Hey @Jake Kaplan, any progress on figuring out whether the difference we identified in how Agent vs. Work Pool pull TDs was intentional?
j
hey, sorry for the delayed response here. It does seem to be an intentional design choice. Either you provide your own arn or we'll build one for you, but we won't attempt to mess with your arn and apply values ontop of it.
r
OK. For full awareness, do workers replicate the behavior of Agents, meaning they can modify ARNs? Or are they like push work pools and can’t modify ARNs.
j
Workers and Push pools function under the same set of rules. Just to make sure I understand: You'd like to pass your own ARN as base but then generate a new per deployment definition to pass logging configuration? Are you able to either specify those in your own arn's or let prefect register a definition for you?
r
The key thing is passing a different
awslogs-stream-prefix
per flow run. This vastly improves logs discovery when things go wrong. In practice this means letting prefect register a definition since it’s linked to a prefect triggered action (a flow run). Otherwise I can hard code the prefix (and log group) in the TD but then it’s static. I tried referencing the
PREFECT_LOGGIN_EXTRA_LOGGERS
env. variable in the TD to apply a stream-prefix that corresponds to the flow run in some capacity — but I think that’s registered after the TD is applied so it can’t pick it up.
j
Ahhh! Okay so by default the
awslogs-stream-prefix
should default to the name of the flow run if you don't pass anything extra. I believe that is the same behavior to using agents with ECS infra
r
That was the case
But I’m not seeing that behavior now if I leave all log configs empty on the TD or leave just
awslogs-tream-prefix
blank
I’ve seen those lines you shared — they implicitly depend on modifying the TD via the Agent/Worker
unless I’m missing something?
j
hm okay. If you don't pass your own ARN and you leaving logging config options blank can you show me the log options you see on the task definition?
r
Well as currently set up I have to pass my own ARN but I can leave logging config options blank in that ARN — is that OK? Or do I need to have the TD completely provided by the push work pool to replicate this behavior?

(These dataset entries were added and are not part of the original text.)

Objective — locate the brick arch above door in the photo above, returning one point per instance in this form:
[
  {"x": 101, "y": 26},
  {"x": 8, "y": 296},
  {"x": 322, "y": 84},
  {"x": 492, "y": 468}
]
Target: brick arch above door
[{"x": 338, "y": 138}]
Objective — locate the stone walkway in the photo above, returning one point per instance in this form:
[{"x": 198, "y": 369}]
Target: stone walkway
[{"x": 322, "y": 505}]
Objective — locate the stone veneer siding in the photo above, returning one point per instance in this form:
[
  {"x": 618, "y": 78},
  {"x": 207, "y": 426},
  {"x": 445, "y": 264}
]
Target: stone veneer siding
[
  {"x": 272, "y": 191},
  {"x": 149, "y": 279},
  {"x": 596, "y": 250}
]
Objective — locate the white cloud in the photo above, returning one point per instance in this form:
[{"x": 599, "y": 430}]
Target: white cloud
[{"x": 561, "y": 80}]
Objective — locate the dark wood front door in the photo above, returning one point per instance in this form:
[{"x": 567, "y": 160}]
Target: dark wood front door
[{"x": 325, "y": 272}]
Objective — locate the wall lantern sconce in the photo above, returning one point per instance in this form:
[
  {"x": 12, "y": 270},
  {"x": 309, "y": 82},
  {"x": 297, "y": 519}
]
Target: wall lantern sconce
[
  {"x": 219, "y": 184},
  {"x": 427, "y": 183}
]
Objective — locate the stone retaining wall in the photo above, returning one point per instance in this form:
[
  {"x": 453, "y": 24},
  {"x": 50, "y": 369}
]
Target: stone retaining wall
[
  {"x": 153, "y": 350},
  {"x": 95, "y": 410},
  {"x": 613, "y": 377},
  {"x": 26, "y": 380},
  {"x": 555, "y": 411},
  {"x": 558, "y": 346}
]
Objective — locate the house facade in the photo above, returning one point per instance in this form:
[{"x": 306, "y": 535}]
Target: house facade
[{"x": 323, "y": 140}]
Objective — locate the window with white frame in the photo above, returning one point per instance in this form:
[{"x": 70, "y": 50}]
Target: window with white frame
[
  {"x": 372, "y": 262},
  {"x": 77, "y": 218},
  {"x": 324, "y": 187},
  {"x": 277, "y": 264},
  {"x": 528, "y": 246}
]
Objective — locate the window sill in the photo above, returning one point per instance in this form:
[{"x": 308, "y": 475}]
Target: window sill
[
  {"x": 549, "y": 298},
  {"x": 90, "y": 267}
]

as currently set up on my end*
j
The default behavior if your turn logging on and have prefect registering ARN's for you is to set
awslogs-stream-prefix
to the name of the flow run (
benevolent-pigeon
)
if you do pass your own arn, you'll have to set it yourself. I am not positive if there is way to dynamically specify the value in AWS like you were trying to do before with an env var, I'd have to look
r
OK
I’m going to try recreating the ARNs we currently store in AWS from scratch in the defaults of the work pool
So that Prefect can register them on the fly and the desired logging behavior can kick in
This will require hard coding in a lot bits and bobs, e.g.
Copy code
"networkMode": "awsvpc"
that currently are handled by the TD. It seems the job template provided by the workpool is not an exact 1-to-1 match with task definitions in terms of where fields are nested, so if you have any examples of a job template providing all these things it would be a big help
After digging in and considering my options I think the easiest solution is hard coding all log configuration details in the task definition and relying on that. The lack of intelligible log names is a minor tradeoff for greatly reduced code complexity, since it would take many lines to recreate these task definitions on the fly and tbh the mapping between the jinja ECS work pool template and AWS task definition templates is not very clear and sometimes behaves unpredictably (refusing to accept hard coded values). Thanks for your help on this @Jake Kaplan.
j
Understood, that makes sense! And no problem, I'm sorry we weren't able to get a perfect solution but I'm glad you have a path forward, good luck with rest of your migration!
r
No worries, not every path ends in a rainbow / pot of gold / choose your metaphor. I really appreciate your assistance, I would have been lost without it!
💙 1